Ex-ministro diz que estratégia eleitoral do PT foi definida em conjunto, mas nega que presidente tivesse conhecimento do caixa dois

Lula também é responsável, afirma Dirceu

Alan Marques/Folha Imagem
José Dirceu e sua mulher, Maria Rita, em Brasília; ex-ministro dedica as manhãs a articulações políticas e à preparação de sua defesa


MÔNICA BERGAMO
COLUNISTA DA FOLHA

"Pode deixar. Vou falar com o Renan. Vou falar com o Sarney. Vou ligar já. Acho que dá o Aldo." José Dirceu desliga o telefone. Que toca em seguida: "Meu governador!". Sentado no sofá de seu apartamento na Asa Sul de Brasília, o ex-ministro passou parte da manhã de sexta-feira ajudando na articulação para fazer do ex-ministro da Coordenação Política Aldo Rebelo (PC do B-SP) presidente da Câmara.
Dirceu tem acordado cedo. Faz ginástica, toma café da manhã e vai para o escritório do apartamento. Lê documentos, prepara sua defesa, reúne-se quase diariamente com assessores e advogados. À tarde, vai para a Câmara.
Na sexta-feira, interrompeu a maratona de telefonemas e reuniões para atender a Folha, em sua primeira entrevista exclusiva após a explosão do escândalo do "mensalão". Em alguns momentos, falou como se julgasse sua cassação inevitável. "Eu vou continuar na luta política e social, não vou sair." Em outros, fez uma defesa veemente de seus atos. "Eu tenho convicção de que vou ser absolvido. Não há provas contra mim." Dirceu diz que passa pela situação mais dura de sua vida. "Espero que eu tenha força para sobreviver ao momento que estou vivendo."
O ex-ministro reconhece que tem uma parcela da culpa pela atual crise do PT, mas afirma que não foi o único responsável pela definição da linha política do partido: "Parece que fui presidente do PT sete anos sozinho, secretário-geral cinco anos sozinho, né? O PT não foi construído assim". Entre os responsáveis pela crise, ele inclui o próprio presidente, que participava das discussões partidárias.
Dirceu deu nota 7,5 ao governo Lula e nota 5 para Antonio Palocci. Criticou a falta de investimentos em infra-estrutura e na área social resultantes da prioridade excessiva concedida ao ajuste fiscal. Reclamou também da linha política adotada por Lula, que preferiu alianças com partidos menores a um acordo estratégico com o PMDB: "Um acordo com o PMDB daria estabilidade ao governo. Eu sempre disse ao presidente que o governo não podia perder a maioria na Câmara e no Senado. Que perder a maioria seria caminho para CPI e que CPI é caminho para tentar desestabilizar e inviabilizar o governo". Leia a seguir os principais trechos da entrevista com o ex-ministro, que durou quase quatro horas:
 

Folha - O senhor declarou recentemente que tem responsabilidade política sobre a crise do PT e que, ao contrário de muitos, não foge dessa responsabilidade. Assume seus erros. Quem não assume?
José Dirceu -
Muita gente. Parece que eu fui presidente do PT sete anos sozinho, secretário-geral cinco anos sozinho, né? O PT não foi construído assim. Tem dezenas de dirigentes importantes que hoje são prefeitos, governadores, ministros, deputados e senadores que participaram da construção de toda essa estratégia comigo.

Folha - E o presidente.
Dirceu -
E o próprio presidente da República. É isso o que eu digo. A responsabilidade é de todos nós. Nós temos que debater isso, num congresso do partido, e fazer o balanço.

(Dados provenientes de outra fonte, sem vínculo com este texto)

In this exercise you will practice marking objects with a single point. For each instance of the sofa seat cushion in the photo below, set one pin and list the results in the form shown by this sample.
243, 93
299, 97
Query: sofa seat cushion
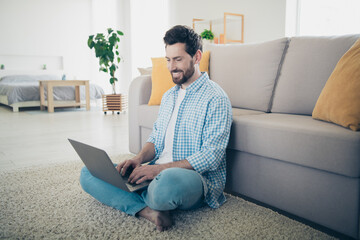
308, 63
147, 115
298, 139
241, 112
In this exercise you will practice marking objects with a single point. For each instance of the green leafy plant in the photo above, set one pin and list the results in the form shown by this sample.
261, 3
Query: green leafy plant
207, 34
106, 49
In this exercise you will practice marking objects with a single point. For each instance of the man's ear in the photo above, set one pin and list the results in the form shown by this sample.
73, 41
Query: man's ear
198, 56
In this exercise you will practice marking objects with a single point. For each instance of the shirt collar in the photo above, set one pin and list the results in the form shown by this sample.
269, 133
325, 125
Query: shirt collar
196, 84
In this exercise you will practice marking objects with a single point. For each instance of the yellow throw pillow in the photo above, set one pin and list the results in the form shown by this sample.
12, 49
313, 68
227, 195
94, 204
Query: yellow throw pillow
339, 101
161, 78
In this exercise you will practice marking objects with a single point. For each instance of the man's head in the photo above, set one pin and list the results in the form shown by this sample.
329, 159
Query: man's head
184, 34
183, 53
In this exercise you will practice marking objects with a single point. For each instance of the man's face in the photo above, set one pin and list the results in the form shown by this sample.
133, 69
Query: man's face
180, 63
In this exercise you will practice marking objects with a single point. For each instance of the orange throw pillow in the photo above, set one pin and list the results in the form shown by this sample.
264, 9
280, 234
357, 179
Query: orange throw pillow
339, 101
161, 78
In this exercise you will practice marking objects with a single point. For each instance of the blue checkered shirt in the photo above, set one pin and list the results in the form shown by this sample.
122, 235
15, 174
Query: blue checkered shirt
201, 134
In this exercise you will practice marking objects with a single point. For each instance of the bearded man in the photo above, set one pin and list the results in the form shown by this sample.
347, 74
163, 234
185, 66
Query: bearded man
186, 148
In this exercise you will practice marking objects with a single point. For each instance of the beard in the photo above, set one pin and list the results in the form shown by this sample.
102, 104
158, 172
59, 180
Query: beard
182, 76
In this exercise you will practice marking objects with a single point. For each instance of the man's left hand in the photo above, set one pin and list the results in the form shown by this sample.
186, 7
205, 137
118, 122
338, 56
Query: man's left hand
143, 173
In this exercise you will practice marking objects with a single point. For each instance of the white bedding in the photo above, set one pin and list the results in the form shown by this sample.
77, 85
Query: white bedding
24, 88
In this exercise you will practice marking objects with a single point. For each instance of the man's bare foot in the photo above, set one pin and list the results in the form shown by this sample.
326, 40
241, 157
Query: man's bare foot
161, 219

Folha - O senhor acha que o presidente da República assume a responsabilidade que tem?
Dirceu -
Não quero nominar ninguém. O que eu não aceito é prejulgamento, que foi tudo errado, que foi tudo um fracasso, que a política de alianças do PT estava errada. Tudo foi aprovado democraticamente. A não ser que eu aceite a tese de que eu era stalinista, rolo compressor, que controlava o partido, o governo.

Folha - O presidente Lula participou de todas essas discussões?
Dirceu -
Participou. Todos participaram. Mas eu quero discutir e avaliar. Eu não quero julgar ninguém porque eu não quero que me prejulguem. O que não aceito é a imagem de que eu fiz tudo sozinho e depois apareceu Silvio Pereira, Delúbio Soares e Marcelo Sereno, que são o mal. Então corta esse mal e o PT está salvo. Isso é maniqueísta. E eu não mereço isso. Pelos anos que dediquei ao PT, pela luta que eu fiz no PT, o mínimo que eu mereço é respeito.

Folha - Qual é a sua responsabilidade?
Dirceu -
Eu tenho responsabilidade política. É lógico que eu tenho. Eu fui presidente do PT. Agora, eu não tive responsabilidade sobre as decisões da direção do PT a partir do dia em que saí da presidência. E isso o [José] Genoino [ex-presidente do PT] diz. Nem sobre as decisões do Delúbio. Nem o Delúbio me cobra. Ele assume. Responsabilidade sobre política de alianças, sobre programa de governo de Lula, é isso que vão julgar? Então estão julgando o Lula também. Tem de saber qual é o julgamento e qual é o grau de responsabilidade de cada um.

Folha - E qual é o grau de responsabilidade do presidente Lula?
Dirceu -
Não pode haver paralelo entre os dirigentes e o Lula porque ele não era dirigente do PT. Era presidente da República. Não participava das decisões do PT.

Folha - Dívidas de campanha do presidente Lula, de 2002, foram pagas com dinheiro de caixa 2.
Dirceu -
Ele não tinha conhecimento disso, ele não sabia. Ele não pode ser responsabilizado.

Folha - E a responsabilidade política? As pessoas votam no Lula e ele não sabe de nada? É difícil acreditar que ele ignorava tudo.
Dirceu -
Não é isso. É que ele não tem responsabilidade. Eu não posso atribuir responsabilidade a ele no grau dele. O Lula tem responsabilidade política porque ele era líder do PT. Mas os graus são diferentes. Não posso atribuir a ele responsabilidade sobre o caixa dois. Aí eu não vou atribuir.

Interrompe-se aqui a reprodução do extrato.